4. Ciò detto, non possono sorprendere i timori di John Bolton che la pretesa di Trump di esigere una fedeltà assoluta e personale da parte dei "suoi" funzionari pubblici rappresenti una minaccia diretta alla democrazia liberale. Questa dinamica, che piega le istituzioni al servizio di un leader apicale – eletto dal popolo, solo al comando e fedelmente obbedito – indebolisce la separazione dei poteri, distorce le funzioni costituzionali e concentra la fiducia pubblica sulla persona privata del presidente. Questo creerebbe "una frattura irreparabile tra i principi costituzionali e l’azione governativa".

Un punto chiave è rappresentato dal rischio di ordini illegali. Nel Dipartimento della Difesa, ad esempio, i funzionari militari potrebbero trovarsi a decidere se eseguire direttive contrarie alla legge, come un dispiegamento interno delle forze armate (ad esempio in funzione anti-migranti). Bolton si chiede: cosa accadrebbe se tali ordini fossero accettati senza discussioni? E se funzionari di carriera, guidati dal dovere costituzionale, si rifiutassero di obbedire? Questo potrebbe generare caos lungo tutta la catena di comando, con effetti duraturi sulla capacità operativa delle istituzioni.

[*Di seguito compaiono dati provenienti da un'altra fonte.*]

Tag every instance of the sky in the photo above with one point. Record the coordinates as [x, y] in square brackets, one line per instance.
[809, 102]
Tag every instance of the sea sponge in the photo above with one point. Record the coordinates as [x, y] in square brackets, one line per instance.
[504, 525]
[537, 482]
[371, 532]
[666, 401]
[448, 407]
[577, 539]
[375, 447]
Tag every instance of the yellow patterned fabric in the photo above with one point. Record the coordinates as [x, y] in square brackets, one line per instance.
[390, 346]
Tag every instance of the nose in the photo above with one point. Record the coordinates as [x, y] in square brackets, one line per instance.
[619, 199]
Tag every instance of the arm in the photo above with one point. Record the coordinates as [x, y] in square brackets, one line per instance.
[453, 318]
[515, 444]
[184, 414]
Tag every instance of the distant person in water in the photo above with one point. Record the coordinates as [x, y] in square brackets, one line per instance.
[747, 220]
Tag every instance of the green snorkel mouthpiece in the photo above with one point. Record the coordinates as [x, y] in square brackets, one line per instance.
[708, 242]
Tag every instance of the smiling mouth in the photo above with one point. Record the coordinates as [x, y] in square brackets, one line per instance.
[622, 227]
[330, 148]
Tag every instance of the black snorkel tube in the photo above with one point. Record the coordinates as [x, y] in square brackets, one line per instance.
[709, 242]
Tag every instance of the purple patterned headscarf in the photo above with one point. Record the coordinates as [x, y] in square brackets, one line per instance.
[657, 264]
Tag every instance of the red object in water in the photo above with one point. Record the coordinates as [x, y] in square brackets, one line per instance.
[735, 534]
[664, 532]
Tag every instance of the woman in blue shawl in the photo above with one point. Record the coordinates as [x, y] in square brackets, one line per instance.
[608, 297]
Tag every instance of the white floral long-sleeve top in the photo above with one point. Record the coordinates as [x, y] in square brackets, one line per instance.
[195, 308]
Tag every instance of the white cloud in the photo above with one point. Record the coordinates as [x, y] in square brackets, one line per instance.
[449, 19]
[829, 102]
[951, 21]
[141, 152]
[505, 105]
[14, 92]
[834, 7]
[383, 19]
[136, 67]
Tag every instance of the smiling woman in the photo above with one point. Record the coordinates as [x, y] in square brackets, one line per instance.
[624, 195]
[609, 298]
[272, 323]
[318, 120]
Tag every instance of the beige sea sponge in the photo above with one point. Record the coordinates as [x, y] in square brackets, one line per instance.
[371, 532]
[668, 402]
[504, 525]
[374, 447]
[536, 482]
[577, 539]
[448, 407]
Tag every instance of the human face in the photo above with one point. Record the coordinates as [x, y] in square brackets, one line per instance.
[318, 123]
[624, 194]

Problemi simili sorgerebbero nel Dipartimento di Giustizia. Bolton ipotizza che funzionari come Pam Bondi, scelta da Trump come procuratore generale, potrebbero trasmettere l’ordine di perseguire avversari politici su basi infondate. I subordinati, come il vice procuratore generale o altri funzionari di carriera, dovrebbero scegliere tra obbedienza al capo e rispetto della legge, rischiando sanzioni disciplinari o, peggio, ritorsioni politiche. Questo dilemma, avverte Bolton, potrebbe provocare crisi profonde, minando il Dipartimento di Giustizia e agenzie come l’FBI, accentuando la vulnerabilità degli oppositori politici e consolidando un sistema di governo arbitrario.

5. In conclusione, non si può non concordare con il conservatore Bolton quando avverte che il pericolo maggiore è la normalizzazione di queste dinamiche. Se un leader eletto, forte del consenso popolare, piega le istituzioni alla fedeltà personale, non solo distorce il sistema democratico, ma apre la strada a futuri abusi. Nè si può ignorare il suo monito, che supera di gran lunga i confini statunitensi:

"Il rischio più grande è che l’erosione della democrazia non sia improvvisa, ma graduale e, di conseguenza, invisibile fino a quando non è troppo tardi per invertire la rotta".